ECB holds off on intervention as bonds breach 6.55%

The market price of 10-year Irish government debt reaches another record – but there’s no European intercession.

HAVING HAD THE NIGHT to sleep on the likelihood of an Irish government default, it seems the world’s investors have not woken up with an optimistic assessment of the country’s finances.

The price demanded by the market for government borrowing has today hit another all-time record high, with the market yield just after 11am standing at 6.552% – higher than ever before.

The previous record came on Monday when bonds momentarily touched 6.5% before being hauled back in – led, many thought, by the reaction of the European Central Bank who had apparently decided to intervene once that landmark rate had been reached.

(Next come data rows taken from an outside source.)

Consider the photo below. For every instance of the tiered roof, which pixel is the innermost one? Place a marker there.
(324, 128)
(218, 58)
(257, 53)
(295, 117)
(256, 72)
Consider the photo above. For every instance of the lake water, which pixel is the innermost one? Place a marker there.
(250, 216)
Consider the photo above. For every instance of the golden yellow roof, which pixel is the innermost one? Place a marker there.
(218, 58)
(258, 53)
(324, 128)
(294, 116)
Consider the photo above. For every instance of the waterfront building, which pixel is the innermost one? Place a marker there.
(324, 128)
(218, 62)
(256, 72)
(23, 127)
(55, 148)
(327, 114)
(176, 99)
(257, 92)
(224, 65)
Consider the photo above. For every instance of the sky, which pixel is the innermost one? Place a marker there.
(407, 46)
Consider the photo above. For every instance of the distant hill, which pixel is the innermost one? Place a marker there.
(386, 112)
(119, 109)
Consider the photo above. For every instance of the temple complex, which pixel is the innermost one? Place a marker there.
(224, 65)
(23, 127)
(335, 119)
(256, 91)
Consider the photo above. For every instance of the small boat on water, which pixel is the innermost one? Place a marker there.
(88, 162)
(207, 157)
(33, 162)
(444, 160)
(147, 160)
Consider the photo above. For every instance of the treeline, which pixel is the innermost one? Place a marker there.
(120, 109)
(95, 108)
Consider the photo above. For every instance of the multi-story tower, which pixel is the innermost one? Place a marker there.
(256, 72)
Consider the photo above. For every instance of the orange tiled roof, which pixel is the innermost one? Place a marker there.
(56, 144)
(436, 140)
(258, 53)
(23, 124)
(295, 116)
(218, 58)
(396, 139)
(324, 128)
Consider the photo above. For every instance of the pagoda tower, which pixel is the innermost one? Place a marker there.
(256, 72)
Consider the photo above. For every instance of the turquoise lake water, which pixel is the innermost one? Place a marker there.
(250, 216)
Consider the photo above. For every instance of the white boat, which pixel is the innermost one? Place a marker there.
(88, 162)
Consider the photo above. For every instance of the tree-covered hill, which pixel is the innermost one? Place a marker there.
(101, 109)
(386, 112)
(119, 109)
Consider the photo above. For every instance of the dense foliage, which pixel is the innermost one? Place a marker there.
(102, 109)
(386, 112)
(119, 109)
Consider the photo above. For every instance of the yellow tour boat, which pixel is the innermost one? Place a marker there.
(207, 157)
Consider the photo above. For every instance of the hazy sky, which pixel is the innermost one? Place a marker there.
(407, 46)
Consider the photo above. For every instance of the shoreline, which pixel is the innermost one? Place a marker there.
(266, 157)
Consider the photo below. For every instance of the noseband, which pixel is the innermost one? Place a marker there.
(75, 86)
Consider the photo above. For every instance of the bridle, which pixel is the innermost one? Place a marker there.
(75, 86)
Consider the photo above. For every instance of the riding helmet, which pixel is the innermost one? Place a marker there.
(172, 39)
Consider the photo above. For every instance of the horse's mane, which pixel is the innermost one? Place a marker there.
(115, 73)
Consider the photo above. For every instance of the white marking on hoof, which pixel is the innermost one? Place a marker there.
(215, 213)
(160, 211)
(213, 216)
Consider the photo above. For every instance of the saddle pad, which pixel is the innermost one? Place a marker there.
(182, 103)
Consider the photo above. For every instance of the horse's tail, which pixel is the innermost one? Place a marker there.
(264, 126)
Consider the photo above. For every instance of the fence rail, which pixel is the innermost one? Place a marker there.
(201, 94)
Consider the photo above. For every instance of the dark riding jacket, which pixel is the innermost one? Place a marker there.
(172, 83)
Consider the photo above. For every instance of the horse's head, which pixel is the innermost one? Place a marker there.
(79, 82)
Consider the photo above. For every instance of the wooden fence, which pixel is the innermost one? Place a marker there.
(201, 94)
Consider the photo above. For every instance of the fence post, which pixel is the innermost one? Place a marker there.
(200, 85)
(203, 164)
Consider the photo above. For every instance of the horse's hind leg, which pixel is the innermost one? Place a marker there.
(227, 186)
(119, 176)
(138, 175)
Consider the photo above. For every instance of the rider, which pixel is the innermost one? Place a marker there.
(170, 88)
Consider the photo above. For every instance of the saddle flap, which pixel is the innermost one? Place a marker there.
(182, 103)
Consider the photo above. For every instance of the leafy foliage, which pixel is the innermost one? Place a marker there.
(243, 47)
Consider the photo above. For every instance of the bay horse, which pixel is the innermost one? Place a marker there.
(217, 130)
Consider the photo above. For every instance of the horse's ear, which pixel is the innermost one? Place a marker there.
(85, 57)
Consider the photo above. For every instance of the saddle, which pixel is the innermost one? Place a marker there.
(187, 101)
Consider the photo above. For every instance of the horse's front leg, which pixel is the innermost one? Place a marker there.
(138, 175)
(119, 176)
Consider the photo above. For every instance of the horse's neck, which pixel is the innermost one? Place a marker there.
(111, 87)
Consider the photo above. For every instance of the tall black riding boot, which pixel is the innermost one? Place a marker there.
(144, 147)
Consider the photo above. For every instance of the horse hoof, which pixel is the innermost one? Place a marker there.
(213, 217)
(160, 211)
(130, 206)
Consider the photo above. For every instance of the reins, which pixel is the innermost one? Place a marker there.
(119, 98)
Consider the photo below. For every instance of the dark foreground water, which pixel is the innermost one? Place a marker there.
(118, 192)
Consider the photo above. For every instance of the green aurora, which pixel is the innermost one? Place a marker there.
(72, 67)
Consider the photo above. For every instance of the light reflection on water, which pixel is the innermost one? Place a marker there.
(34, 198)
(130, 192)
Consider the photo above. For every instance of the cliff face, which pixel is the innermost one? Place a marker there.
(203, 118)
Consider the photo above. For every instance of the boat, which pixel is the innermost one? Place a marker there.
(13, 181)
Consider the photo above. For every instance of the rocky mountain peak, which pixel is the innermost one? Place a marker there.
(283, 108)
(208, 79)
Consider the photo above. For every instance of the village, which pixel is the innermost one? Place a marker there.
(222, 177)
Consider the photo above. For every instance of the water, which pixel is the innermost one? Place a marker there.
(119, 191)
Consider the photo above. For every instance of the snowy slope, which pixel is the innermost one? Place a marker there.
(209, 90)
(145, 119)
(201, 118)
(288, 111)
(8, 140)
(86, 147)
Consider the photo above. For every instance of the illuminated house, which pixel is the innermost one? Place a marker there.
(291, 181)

This morning, however, with the new record of Irish bonds also meaning that the spread between Irish and German debt at a new record of 429bps at 11am (just as Portuguese bonds also approached 6.5%, and its spread hit a new record), one trader has told Reuters that there is “no catalyst in the pipeline to bring these spreads in”.

The price of government borrowing – which rises as investors believe that investment in the Irish state is becoming continually more risky – is spiking as the government toys with the idea of allowing Anglo Irish Bank to default on ‘subordinated bonds’, in an effort to minimise the public burden of its bailout.

Confusion about whether it intends to do so has seen the price of Irish debt rise, as investors fear the state could bankrupt itself trying to save Anglo, while the price of Credit Default Swaps (CDS) on Anglo Irish Bank has continued to rise as holders of Anglo bonds also fear their cash could disappear.

The CEO of the National Treasury Management Agency, John Corrigan, has likened the market hysteria over the future of Irish banks as being akin to worries about the Millennium Bug.